# Homework Help: Basic circuit law problem

1. Nov 16, 2016

### Reverend Shabazz

1. The problem statement, all variables and given/known data
This problem is Problem 2.24 from Fundamentals of Electric Circuits (5th edition).

The problem is as follows:

2. Relevant equations
KVL, KCL

3. The attempt at a solution
In the official solution, they assume that the total current in the lefthand loop is $I_o$, whereas the total current in the righthand loop is $αI_o$. So they say the current flowing through $R_4$ is $αI_o$. However, if that is true, then at the node that I circled in red wouldn't KCL be violated: $I_o + αI_o \neq 0$ (unless $α$=-1)?

#### Attached Files:

File size:
7.4 KB
Views:
72
2. Nov 16, 2016

### Staff: Mentor

Can you draw a complete circuit (closed path) for a current passing through that connection?

3. Nov 16, 2016

### Reverend Shabazz

Hmm, I see your point. I guess my only question would be: is it possible that current coming IN though that connection builds up at the current controlled current source (say, via a capacitor or some sort) and therefore wouldn't need a return path out of the righthand loop? Admittedly, I might be getting too much into the weeds for a chapter 2 problem..

4. Nov 16, 2016

### Staff: Mentor

No current will flow through that connection other than perhaps brief transients due to the movement of stray static electric charges from external encounters, so don't worry about charge build-up.

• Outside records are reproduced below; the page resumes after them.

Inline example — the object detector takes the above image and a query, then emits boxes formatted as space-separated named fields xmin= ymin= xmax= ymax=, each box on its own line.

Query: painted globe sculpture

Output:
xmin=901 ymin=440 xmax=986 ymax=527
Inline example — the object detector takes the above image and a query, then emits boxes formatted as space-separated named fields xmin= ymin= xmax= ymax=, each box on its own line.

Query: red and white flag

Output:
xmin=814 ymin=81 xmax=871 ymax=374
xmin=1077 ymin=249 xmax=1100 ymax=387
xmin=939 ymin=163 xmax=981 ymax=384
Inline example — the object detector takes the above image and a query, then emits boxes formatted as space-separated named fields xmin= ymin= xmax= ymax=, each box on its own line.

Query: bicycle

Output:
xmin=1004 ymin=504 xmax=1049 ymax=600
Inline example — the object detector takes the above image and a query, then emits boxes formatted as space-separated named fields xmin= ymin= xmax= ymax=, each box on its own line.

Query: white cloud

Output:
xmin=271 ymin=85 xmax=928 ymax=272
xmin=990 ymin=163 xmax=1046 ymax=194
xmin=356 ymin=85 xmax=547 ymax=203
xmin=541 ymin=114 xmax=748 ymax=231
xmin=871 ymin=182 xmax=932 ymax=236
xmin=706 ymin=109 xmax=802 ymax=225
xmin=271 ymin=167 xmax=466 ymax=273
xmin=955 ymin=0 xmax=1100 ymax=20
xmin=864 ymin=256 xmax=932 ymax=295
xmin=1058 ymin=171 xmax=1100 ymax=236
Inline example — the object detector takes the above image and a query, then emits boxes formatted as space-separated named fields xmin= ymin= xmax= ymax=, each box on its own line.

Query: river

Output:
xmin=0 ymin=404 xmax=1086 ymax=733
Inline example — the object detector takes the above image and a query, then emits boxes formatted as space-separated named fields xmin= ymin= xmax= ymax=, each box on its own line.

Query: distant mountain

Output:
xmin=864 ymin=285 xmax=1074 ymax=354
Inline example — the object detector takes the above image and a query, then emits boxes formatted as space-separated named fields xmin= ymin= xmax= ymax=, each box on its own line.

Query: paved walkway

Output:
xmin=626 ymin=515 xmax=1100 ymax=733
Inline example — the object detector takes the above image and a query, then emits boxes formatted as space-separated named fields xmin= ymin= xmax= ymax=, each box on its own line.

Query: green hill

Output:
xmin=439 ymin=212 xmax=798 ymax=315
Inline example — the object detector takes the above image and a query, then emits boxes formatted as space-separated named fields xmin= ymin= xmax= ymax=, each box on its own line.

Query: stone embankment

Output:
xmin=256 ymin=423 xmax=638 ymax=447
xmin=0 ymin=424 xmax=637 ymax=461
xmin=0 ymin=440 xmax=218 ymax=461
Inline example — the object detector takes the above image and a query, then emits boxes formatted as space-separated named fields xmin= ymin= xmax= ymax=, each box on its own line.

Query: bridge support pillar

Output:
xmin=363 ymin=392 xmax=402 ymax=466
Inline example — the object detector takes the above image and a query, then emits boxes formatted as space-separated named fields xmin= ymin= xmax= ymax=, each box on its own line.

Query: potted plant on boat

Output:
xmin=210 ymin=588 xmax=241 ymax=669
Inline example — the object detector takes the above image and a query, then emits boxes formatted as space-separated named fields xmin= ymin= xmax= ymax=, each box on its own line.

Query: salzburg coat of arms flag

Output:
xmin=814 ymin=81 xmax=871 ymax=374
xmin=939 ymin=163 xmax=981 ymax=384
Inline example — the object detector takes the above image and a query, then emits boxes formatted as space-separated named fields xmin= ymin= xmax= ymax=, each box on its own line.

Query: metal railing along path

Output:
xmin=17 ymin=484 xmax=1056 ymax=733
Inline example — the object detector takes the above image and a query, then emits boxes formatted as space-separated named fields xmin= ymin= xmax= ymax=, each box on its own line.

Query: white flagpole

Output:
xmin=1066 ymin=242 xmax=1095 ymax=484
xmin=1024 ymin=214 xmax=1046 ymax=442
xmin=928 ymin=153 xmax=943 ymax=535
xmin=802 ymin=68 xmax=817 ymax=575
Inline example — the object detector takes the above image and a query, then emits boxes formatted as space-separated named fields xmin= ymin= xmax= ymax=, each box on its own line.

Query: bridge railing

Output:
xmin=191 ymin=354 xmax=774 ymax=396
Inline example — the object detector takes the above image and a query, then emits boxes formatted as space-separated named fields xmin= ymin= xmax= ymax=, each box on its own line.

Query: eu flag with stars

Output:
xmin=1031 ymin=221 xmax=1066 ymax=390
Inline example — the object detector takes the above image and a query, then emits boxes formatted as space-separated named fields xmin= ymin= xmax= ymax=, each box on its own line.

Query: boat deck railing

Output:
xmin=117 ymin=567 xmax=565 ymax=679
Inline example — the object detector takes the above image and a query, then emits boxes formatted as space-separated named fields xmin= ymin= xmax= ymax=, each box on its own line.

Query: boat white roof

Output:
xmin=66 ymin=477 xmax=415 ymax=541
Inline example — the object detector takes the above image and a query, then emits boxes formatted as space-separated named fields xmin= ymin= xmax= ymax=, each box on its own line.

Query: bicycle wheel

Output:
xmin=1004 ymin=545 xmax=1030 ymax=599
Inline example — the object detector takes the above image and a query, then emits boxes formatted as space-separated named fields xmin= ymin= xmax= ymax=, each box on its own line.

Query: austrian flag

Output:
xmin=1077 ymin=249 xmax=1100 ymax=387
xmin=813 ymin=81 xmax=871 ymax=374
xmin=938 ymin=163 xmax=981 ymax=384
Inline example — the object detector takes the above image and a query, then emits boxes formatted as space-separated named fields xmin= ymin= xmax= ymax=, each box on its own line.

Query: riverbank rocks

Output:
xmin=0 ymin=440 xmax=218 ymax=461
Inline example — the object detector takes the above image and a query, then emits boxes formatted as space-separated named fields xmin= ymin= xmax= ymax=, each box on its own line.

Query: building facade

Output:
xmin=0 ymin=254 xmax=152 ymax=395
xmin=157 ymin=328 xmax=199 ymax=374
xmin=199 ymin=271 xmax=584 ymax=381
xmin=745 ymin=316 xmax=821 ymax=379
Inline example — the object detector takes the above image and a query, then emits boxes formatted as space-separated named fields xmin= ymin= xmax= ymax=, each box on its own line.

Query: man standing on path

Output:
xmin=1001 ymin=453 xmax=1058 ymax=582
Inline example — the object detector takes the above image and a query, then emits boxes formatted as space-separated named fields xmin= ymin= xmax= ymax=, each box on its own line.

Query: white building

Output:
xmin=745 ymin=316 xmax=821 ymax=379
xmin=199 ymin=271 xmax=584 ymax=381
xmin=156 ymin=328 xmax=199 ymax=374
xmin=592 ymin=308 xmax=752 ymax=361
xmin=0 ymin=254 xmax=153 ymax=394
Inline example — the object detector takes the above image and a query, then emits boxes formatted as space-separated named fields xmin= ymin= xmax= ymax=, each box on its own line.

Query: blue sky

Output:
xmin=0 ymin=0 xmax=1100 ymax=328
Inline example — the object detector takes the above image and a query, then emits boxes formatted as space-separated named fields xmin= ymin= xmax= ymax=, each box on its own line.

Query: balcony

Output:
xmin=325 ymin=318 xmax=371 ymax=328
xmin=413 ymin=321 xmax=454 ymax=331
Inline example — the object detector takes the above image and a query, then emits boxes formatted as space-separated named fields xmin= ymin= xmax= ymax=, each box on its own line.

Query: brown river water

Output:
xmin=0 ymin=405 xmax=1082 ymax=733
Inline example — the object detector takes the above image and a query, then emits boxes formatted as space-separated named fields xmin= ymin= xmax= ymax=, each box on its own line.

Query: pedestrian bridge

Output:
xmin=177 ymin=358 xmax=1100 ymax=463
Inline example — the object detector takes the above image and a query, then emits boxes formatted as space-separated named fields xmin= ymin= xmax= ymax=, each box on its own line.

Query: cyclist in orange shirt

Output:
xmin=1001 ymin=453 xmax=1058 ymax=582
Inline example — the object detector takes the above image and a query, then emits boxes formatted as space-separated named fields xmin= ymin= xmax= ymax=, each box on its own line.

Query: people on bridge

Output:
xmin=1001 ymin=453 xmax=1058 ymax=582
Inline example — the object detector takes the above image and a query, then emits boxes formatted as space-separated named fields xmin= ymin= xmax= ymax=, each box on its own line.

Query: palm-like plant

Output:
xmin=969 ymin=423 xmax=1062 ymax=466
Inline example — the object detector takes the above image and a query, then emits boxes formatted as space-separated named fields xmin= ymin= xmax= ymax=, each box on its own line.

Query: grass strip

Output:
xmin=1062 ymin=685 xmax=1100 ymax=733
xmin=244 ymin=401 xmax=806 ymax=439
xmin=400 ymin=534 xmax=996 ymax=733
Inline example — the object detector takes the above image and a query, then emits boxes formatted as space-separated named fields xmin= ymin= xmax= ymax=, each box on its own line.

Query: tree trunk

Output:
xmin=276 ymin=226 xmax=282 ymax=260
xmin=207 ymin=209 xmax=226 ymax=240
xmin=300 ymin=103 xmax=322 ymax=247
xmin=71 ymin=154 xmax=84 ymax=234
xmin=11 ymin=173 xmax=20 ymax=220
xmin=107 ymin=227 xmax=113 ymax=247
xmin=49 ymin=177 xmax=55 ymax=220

Charge could not build up anyways since any such build up on one side or the other would create a potential gradient forcing the charge back where it came from. The conductive path ensures that both sides of the circuit remain at the same potential.

5. Nov 16, 2016

### CWatters

That node in red has 4 wires connecting to it. Your equation only has two terms so two are missing.

6. Nov 16, 2016

### Reverend Shabazz

I would agree with that. Perhaps, then, my contention rises from the assumption that there is no potential gradient between one side vs the other. On the left side, the potential difference between the voltage source and the common ground (the red circled node) is $V_s$. On the right side, if we assume $α<0$, the current flows clockwise, and the potential difference between the current source and the ground is, by Ohm's law, $(αI_o)⋅(\frac {R_3⋅R_4} {R_3+R_4})$. So it would seem only when these two are equal will there be no charge flowing across the "bridge" from one loop to the other.

7. Nov 16, 2016

### Reverend Shabazz

That's true, technically. However, my contention with this problem is that it seems to assume that no current ever flows between the left hand loop and right hand loop and so they can be treated independently. For instance, maybe some of the current $I_o$ from the left side loop flows over the red circled bridge and into the right side loop and remains there. It would seem that gneill's point is well taken -- namely, that there won't be any current transfer if the two sides are at the same potential -- but I'm curious how we can know that.

8. Nov 16, 2016

### Staff: Mentor

No (sustained) current will never flow through a path unless there is also a return path. There must be a circuit -- literally a closed path. There is no circuit in this instance. The potential on either side of the connection is the same simply because the wire joins the two sides. Nothing that you hang onto either side can change that unless it provides another path between the two sides and connects at a location with a different potential on at least one of the sides.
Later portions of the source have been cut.